Step-by-Step Solution

Step 1: Identify Possible Diagonal Pairings

As the order of vertices in "parallelogram $ABCD$" isn't definitively cyclic, we consider three possibilities:

1. $ABCD$: Diagonals $AC$ and $BD$
2. $ACBD$: Diagonals $AB$ and $CD$
3. $ADBC$: Diagonals $AD$ and $BC$

Step 2: Analyze Case 2 (Diagonals AB and CD)

We'll start by analyzing the case where the diagonals are $AB$ and $CD$ because it leads to the correct answer with minimal computation.

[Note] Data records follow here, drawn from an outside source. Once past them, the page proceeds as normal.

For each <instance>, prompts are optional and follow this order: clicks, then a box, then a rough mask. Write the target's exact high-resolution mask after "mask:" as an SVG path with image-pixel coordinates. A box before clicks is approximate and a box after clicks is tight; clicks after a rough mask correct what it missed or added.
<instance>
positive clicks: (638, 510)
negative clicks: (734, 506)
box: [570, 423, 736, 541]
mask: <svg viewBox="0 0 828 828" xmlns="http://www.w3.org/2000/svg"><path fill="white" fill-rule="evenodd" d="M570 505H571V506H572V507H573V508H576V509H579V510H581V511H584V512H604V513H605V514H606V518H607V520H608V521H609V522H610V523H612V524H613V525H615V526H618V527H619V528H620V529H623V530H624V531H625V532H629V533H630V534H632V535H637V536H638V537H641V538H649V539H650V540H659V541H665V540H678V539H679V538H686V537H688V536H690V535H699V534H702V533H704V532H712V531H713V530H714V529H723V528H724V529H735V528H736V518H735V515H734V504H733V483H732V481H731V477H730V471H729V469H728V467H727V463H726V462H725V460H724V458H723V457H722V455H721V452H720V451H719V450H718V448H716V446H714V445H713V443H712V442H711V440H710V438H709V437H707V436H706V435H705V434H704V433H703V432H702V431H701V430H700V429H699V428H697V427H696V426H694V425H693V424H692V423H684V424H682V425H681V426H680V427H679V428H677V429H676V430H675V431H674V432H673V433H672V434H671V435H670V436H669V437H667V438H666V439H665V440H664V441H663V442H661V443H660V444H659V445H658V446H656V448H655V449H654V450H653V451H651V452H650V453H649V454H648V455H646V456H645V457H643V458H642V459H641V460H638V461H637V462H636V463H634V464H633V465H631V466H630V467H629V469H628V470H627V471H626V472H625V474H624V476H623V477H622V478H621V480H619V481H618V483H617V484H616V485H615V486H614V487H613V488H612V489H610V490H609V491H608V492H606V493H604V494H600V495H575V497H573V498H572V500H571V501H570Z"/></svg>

This implies the parallelogram is $ACBD$.

Step 3: Calculate the Midpoint of Diagonal $AB$

Given $A(-2, -1)$ and $B(1, 0)$, the midpoint $M_{AB}$ is: $M_{AB} = \left(\frac{-2+1}{2}, \frac{-1+0}{2}\right) = \left(-\frac{1}{2}, -\frac{1}{2}\right)$ This step uses the midpoint formula to find the coordinates of the midpoint of $AB$.

Step 4: Calculate the Midpoint of Diagonal $CD$

Given $C(\alpha, \beta)$ and $D(\gamma, \delta)$, the midpoint $M_{CD}$ is: $M_{CD} = \left(\frac{\alpha+\gamma}{2}, \frac{\beta+\delta}{2}\right)$ Again, this step applies the midpoint formula, but this time to the coordinates of $C$ and $D$.

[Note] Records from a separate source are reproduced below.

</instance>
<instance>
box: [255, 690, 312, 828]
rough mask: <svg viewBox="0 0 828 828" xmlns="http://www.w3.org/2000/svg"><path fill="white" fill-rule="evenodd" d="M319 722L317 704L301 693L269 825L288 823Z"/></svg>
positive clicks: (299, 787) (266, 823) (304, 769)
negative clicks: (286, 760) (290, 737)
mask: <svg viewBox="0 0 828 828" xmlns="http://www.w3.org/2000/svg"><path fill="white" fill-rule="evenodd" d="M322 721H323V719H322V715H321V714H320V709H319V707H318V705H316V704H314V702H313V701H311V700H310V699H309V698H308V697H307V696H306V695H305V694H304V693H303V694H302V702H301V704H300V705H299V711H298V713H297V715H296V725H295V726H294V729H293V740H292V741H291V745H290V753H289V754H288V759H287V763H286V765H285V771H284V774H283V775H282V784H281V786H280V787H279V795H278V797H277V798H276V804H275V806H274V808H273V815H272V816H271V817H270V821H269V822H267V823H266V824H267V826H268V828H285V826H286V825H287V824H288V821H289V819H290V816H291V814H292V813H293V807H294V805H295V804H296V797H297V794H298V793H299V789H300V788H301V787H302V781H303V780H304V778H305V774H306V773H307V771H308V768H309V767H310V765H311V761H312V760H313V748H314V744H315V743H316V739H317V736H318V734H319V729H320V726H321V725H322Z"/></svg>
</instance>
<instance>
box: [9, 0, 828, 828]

Step 5: Equate the Midpoints

Since diagonals of a parallelogram bisect each other, $M_{AB} = M_{CD}$: $\left(-\frac{1}{2}, -\frac{1}{2}\right) = \left(\frac{\alpha+\gamma}{2}, \frac{\beta+\delta}{2}\right)$ This step uses the key parallelogram property to equate the coordinates of the two midpoints.

Step 6: Solve for $\alpha + \gamma$ and $\beta + \delta$

Equating the x-coordinates: $\frac{\alpha+\gamma}{2} = -\frac{1}{2} \implies \alpha+\gamma = -1$ Equating the y-coordinates: $\frac{\beta+\delta}{2} = -\frac{1}{2} \implies \beta+\delta = -1$ Here, we separate the vector equation from Step 5 into two separate equations, one for the x-coordinates and one for the y-coordinates.

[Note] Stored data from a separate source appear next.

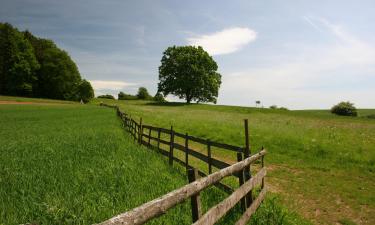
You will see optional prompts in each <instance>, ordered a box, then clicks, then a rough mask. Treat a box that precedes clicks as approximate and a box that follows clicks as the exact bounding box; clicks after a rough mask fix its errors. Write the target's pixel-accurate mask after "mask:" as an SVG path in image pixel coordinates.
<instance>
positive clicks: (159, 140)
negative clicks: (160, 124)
mask: <svg viewBox="0 0 375 225" xmlns="http://www.w3.org/2000/svg"><path fill="white" fill-rule="evenodd" d="M158 150H160V128H159V129H158Z"/></svg>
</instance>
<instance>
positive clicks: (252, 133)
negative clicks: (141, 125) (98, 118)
mask: <svg viewBox="0 0 375 225" xmlns="http://www.w3.org/2000/svg"><path fill="white" fill-rule="evenodd" d="M101 101H105V102H107V103H110V104H117V105H119V106H120V108H121V109H122V110H123V111H124V112H126V113H128V114H130V115H132V117H133V118H134V119H139V118H140V117H142V119H143V123H144V124H148V125H155V126H160V127H165V128H168V127H170V126H171V125H173V127H174V129H175V130H176V131H177V132H181V133H185V132H188V133H189V135H193V136H198V137H205V138H209V139H211V140H215V141H219V142H224V143H228V144H234V145H239V146H243V145H244V129H243V119H245V118H248V119H249V126H250V142H251V145H252V151H253V152H256V151H258V150H259V149H260V148H261V147H262V146H264V147H265V148H266V149H267V150H268V151H269V154H268V155H267V157H266V165H267V166H268V168H269V170H270V172H269V175H268V184H269V186H270V189H271V191H273V192H274V193H277V195H279V196H281V199H282V202H283V204H285V205H287V206H288V208H289V209H290V210H292V211H296V212H298V213H299V214H300V215H302V216H303V217H304V218H307V219H308V220H311V221H312V222H314V223H316V224H335V223H339V224H340V223H341V224H375V218H374V216H373V215H374V213H375V191H374V190H375V188H374V187H375V176H374V175H375V120H374V119H369V118H367V117H366V116H368V115H371V114H375V110H371V109H367V110H359V117H358V118H351V117H349V118H348V117H342V116H335V115H332V114H331V113H330V112H329V111H328V110H299V111H298V110H297V111H284V110H271V109H256V108H247V107H235V106H233V107H232V106H213V105H201V104H191V105H185V104H180V103H167V104H162V105H160V104H154V103H152V102H146V101H116V100H103V99H97V100H95V101H94V102H93V104H97V103H99V102H101ZM195 147H197V148H199V146H195ZM201 147H202V148H204V146H201ZM202 151H203V149H202ZM213 155H214V156H215V157H217V158H220V159H224V160H226V161H229V162H232V161H234V160H235V155H234V154H231V153H227V152H223V151H213Z"/></svg>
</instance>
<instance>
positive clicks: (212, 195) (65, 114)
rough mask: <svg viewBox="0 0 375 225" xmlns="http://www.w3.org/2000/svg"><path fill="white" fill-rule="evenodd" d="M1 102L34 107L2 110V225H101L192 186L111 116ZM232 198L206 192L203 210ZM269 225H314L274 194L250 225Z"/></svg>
mask: <svg viewBox="0 0 375 225" xmlns="http://www.w3.org/2000/svg"><path fill="white" fill-rule="evenodd" d="M0 99H1V100H10V99H11V101H24V102H34V103H35V104H30V105H14V104H13V105H7V104H2V105H0V128H1V129H0V155H1V157H0V224H25V223H32V224H92V223H98V222H101V221H103V220H105V219H108V218H110V217H112V216H114V215H117V214H119V213H121V212H124V211H127V210H129V209H131V208H133V207H136V206H139V205H141V204H142V203H145V202H147V201H150V200H152V199H154V198H157V197H159V196H161V195H163V194H165V193H168V192H169V191H172V190H174V189H176V188H178V187H181V186H183V185H184V184H186V183H187V178H186V174H185V170H184V168H182V167H179V166H174V167H170V166H169V165H168V161H167V159H166V158H164V157H162V156H161V155H159V154H157V153H155V152H153V151H150V150H149V149H146V148H144V147H141V146H139V145H138V144H136V143H134V142H133V140H132V138H131V137H130V136H129V134H128V133H126V132H125V131H124V130H123V129H122V127H121V122H120V121H119V120H118V118H117V117H116V114H115V112H114V111H113V110H112V109H109V108H104V107H98V106H92V105H80V104H59V103H61V102H60V101H48V103H50V105H46V104H39V103H41V102H44V103H45V101H44V100H39V99H28V98H25V99H17V98H9V97H1V98H0ZM226 196H227V195H226V194H225V193H223V192H222V191H220V190H219V189H217V188H209V189H207V190H206V191H204V192H203V194H202V204H203V210H204V211H205V210H207V209H208V208H209V207H212V206H213V205H215V204H216V203H218V202H220V201H221V200H223V198H224V197H226ZM236 210H237V209H234V210H232V211H231V212H230V214H228V216H226V217H225V218H224V219H223V220H222V221H220V224H227V223H229V222H231V221H233V219H238V217H239V216H240V214H238V213H237V211H236ZM190 213H191V211H190V204H189V202H185V203H183V204H181V205H179V206H177V207H176V208H173V209H172V210H170V211H168V213H167V214H166V215H164V216H162V217H160V218H158V219H155V220H152V221H151V222H150V223H149V224H188V223H191V216H190ZM269 221H283V222H284V223H285V224H309V223H308V222H306V221H304V220H303V219H301V218H300V217H299V216H298V215H296V214H295V213H293V212H289V211H288V210H287V209H285V208H283V207H282V206H280V204H279V202H278V200H277V199H274V198H273V197H272V196H271V195H270V196H269V197H268V198H267V200H266V202H265V203H264V204H263V205H262V207H261V208H260V209H259V210H258V212H257V214H256V215H255V216H254V217H253V218H252V222H251V224H267V223H269Z"/></svg>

Step 7: Calculate $\alpha + \beta + \gamma + \delta$

We want to find $|\alpha+\beta+\gamma+\delta|$. We can rewrite this as: $\alpha+\beta+\gamma+\delta = (\alpha+\gamma) + (\beta+\delta)$ Substituting the values we found in Step 6: $(\alpha+\gamma) + (\beta+\delta) = (-1) + (-1) = -2$ This step rearranges the terms and substitutes the results from the previous step.

Step 8: Find the Absolute Value

$|\alpha+\beta+\gamma+\delta| = |-2| = 2$ Finally, we take the absolute value of the result from Step 7.

Common Mistakes & Tips

• Assuming Cyclic Order: Don't blindly assume the order of vertices is cyclic. Consider all possible pairings of diagonals.
• Overcomplicating the Solution: If a particular interpretation leads to complex calculations, explore other possibilities. The simplest path is often the correct one.
• Missing the Absolute Value: Remember to take the absolute value at the end, as the question asks for $|\alpha+\beta+\gamma+\delta|$.

Summary

We considered the case where the diagonals of parallelogram $ABCD$ are $AB$ and $CD$, which is parallelogram $ACBD$. By equating the midpoints of the diagonals, we found that $\alpha + \gamma = -1$ and $\beta + \delta = -1$. Therefore, $|\alpha+\beta+\gamma+\delta| = |(-1) + (-1)| = |-2| = 2$.

The final answer is $\boxed{2}$.